El social-comunismo es tan occidental que hoy, mucho más que en la nostalgia soviética de una minoría de rusos y bielorrusos, se encuentra poderosa y vencedora en la socialdemocracia del norte de Europa, en el social-capitalismo de control social de la Unión Europea, en Canadá, Australia y en muchos países «occidentales», en el socialismo que también se ha infiltrado en la política estadounidense (con una poderosa aceleración bajo la presidencia de Obama), en el trotskismo y el gramscismo tan de moda entre académicos e intelectuales anglosajones, en el marxismo cultural de los diversos movimientos occidentales de carácter racial o de género, así como en la llamada cultura de la cancelación.
Occidente como civilización cristiana languidece tanto en Oriente como en Occidente, tanto en las democracias liberales del relativismo nihilista como en Rusia tras el fuerte efecto secularizador de las décadas de comunismo.
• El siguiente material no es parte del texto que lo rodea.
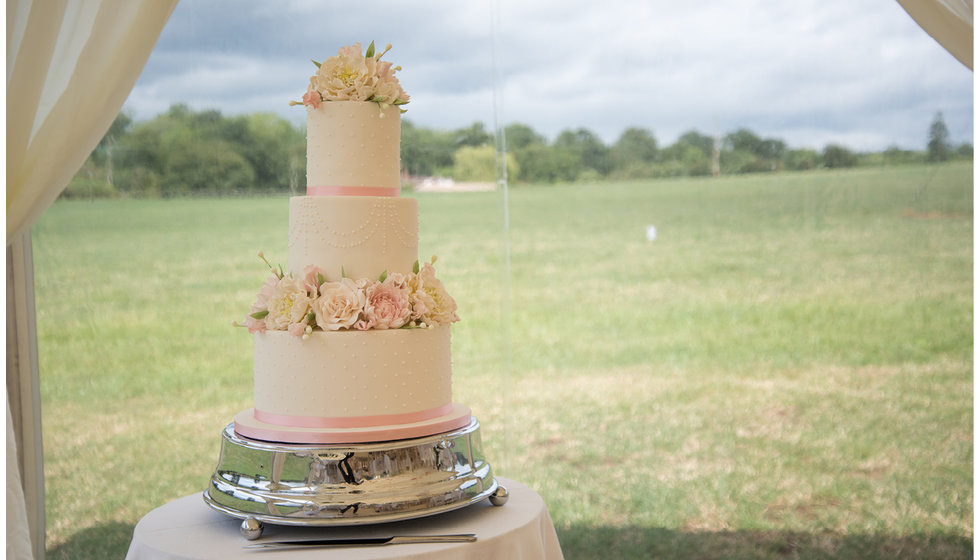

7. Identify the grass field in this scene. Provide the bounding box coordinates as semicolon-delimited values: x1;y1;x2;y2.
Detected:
34;164;974;559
Las dos realidades forman parte del mismo Occidente, tanto por su origen común en la civilización cristiana, como por su participación común, naturalmente con las debidas diferencias históricas y culturales, en la degradación de esa misma civilización cristiana. En ambos «mundos», sin embargo, se advierten también nuevos fenómenos de rechazo al Occidente de la libertad sin criterio y de un globalismo impuesto y asfixiante, a la sociedad artificial impuesta por el poder como algo natural. En ambos campos, estos fenómenos suelen ser todavía ambiguos. En Rusia, por ejemplo, las contradicciones y ambigüedades se refieren al pasado soviético, a la fascinación social ejercida por muchos elementos laico-liberales de los años 90, a la referencia al modelo imperial zarista y a la tradición eslava, con especial atención a la dimensión religioso-espiritual representada por la ortodoxia. Rusia no expresa el cristianismo latino, no es una potencia católica. En todo caso, quiere ser una potencia eslava, imperial, bizantina (Tercera Roma) y ortodoxa. Por lo tanto, no puede responder a la necesidad de una política católica. Sin embargo, los fenómenos de reacción consciente al nuevo globalismo de la civilización vacía de Occidente, nacida del rechazo de la civilización cristiana, son dignos de atención tanto cuando se producen en el Oeste como cuando se producen en el Este del único Occidente «esencial».
En este momento de crisis totalmente interna de Occidente y no entre Occidente y algo contrapuesto a él, es importante recuperar el sentido del Occidente «esencial» -que no es el Occidente que nos impone el pensamiento dominante-, renovar el compromiso con el verdadero Occidente, es decir, con la civilización cristiana basada en la correcta relación entre la razón y la fe, resistir y reaccionar ante las oposiciones interesadas, y contribuir a desarrollar el germen de la verdadera libertad frente a las pretensiones globales de un Occidente con el alma vacía.